The best exploration of the “at the dentist” sensibilities I’ve ever encountered is to be found in Ann Cvetkovich’s “Depression: A Public Feeling” book.
The repetitiveness of the experience, the mundane, the quotidian, the pain you are subjecting yourself to, sort of nice abrupt civil exchange of platitudes while you are in the chair, is the center of the visit to the dentist. Everything that forms this experience, what is never seen as worthy of reflecting, might be the subject of wonder.
Cvetkovich describes her battle with depression, stopping to examine attentively the episodes usually floating beyond the reach of our attention:
“In addition to his enthusiasm about my life, Dr. B was also very enthusiastic about the future of my mouth. My teeth were very worn down from a life-time of jaw clenching, that now much-publicized sign of stress that turns your dentist into your psychoanalyst (and sells another bite guard). The root canal involved multiple sessions of drilling, poking, and crown fitting, and my many hours in the dental chair that year were an experience of welcome submission. I was too bereft of agency to do more than simply show up for the appointments and let the doctor do as he deemed necessary. I would focus my gaze on his blue overhead light or beyond it to the holes of the acoustic time in the ceiling and go blank. Afterward I would return to work with my jaw completely numb,unable really to feel the difference between the frozen and unfrozen states, but with a sense that I was taking care of business.” (Cvetkovich, 2012, 48)

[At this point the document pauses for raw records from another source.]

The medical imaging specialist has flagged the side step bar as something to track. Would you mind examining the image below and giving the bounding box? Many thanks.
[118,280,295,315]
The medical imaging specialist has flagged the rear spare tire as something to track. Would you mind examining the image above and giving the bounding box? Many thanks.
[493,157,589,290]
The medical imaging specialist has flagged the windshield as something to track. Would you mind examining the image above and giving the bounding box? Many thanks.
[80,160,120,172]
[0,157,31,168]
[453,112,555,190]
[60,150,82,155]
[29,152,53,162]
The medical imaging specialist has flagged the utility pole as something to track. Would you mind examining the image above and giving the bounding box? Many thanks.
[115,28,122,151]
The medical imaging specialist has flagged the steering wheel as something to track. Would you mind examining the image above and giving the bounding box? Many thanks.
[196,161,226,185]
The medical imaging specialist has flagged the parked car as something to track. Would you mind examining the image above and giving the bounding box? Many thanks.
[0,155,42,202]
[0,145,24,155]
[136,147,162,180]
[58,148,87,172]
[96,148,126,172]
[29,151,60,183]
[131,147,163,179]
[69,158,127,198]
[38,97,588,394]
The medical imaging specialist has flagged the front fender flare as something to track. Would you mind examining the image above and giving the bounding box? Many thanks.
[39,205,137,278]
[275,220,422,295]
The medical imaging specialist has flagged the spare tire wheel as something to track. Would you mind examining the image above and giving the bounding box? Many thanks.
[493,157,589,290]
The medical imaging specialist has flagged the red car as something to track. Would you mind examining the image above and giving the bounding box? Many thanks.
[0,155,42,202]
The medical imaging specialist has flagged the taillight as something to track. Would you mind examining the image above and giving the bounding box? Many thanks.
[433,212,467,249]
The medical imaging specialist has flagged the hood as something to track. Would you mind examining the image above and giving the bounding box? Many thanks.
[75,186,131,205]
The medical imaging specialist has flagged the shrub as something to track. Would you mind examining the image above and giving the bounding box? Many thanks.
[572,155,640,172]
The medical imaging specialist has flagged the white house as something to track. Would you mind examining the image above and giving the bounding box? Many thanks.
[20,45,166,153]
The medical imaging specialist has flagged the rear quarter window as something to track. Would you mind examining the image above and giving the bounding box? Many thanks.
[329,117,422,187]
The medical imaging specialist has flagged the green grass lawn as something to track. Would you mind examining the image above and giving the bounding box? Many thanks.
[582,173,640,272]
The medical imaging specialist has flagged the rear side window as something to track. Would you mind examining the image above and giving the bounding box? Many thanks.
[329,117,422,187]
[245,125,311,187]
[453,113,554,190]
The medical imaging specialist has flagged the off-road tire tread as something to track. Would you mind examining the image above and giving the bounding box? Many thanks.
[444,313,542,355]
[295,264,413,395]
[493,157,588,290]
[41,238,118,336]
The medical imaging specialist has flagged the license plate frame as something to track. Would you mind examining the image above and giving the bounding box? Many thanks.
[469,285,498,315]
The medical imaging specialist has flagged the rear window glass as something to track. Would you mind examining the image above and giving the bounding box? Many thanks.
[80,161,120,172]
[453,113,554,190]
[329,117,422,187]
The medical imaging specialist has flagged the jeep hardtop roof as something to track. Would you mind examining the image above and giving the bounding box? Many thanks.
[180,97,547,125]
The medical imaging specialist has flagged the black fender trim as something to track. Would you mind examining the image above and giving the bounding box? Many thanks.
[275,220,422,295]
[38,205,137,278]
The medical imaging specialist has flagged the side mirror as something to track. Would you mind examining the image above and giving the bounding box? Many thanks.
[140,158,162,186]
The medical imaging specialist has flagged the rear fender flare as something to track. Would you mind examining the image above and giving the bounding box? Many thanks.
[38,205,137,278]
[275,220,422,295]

She shows how the routines, despite their un-noticeability, nevertheless, matter as one struggles to keep oneself afloat, sized by depression.
The experience with dentists that I had in my childhood almost exclude the possibility of viewing the dentist as a figure of familiar friendliness.
Soviet dentists were true Stoics. And so were their young patients. The children stomatological office was located right in the school. Kids were called there during the classes for regular check. Not a bad idea in itself. However, the slow drill; insufficient anesthesia; cheerful, laughing disregard and shaming in response to your complaints and moans of pain in the chair; the temporary filling with arsenic—everything was directed at developing stoicism, endurance, the resistance to hardships, and served as a clear warning about the future which awaited us. It was a tool of training for the reality into which we were born.
I received my first lesson in psychotechnics allowing to escape the thoughts about pain from my father, a military officer. The method deserves being stored in the Soviet secret agents’ golden rules collection. “Do not think about the drill, do not concentrate on your pain. Think like you are walking up and down the aisles in the toy store.” It was not uncommon that children were held by force, threatened to be treated for a cavernous tooth through their nose if they refuse to open their mouth. And, as a rule, someone among little patients cried vocally, getting in response exclusively irritated rebuffs.
As my light-eyed doctor her instruments, I thought–understanding all the petty-bourgeois commonality and incredibly oblivious privilege of even the possibility of these musings–that the drilling without anesthesia must be one of the worst torments imaginable, a Nazi-style, elaborate torture. The way dental care is institutionally structured, is definitely revealing of the type of governmentality and people-production functioning in the state.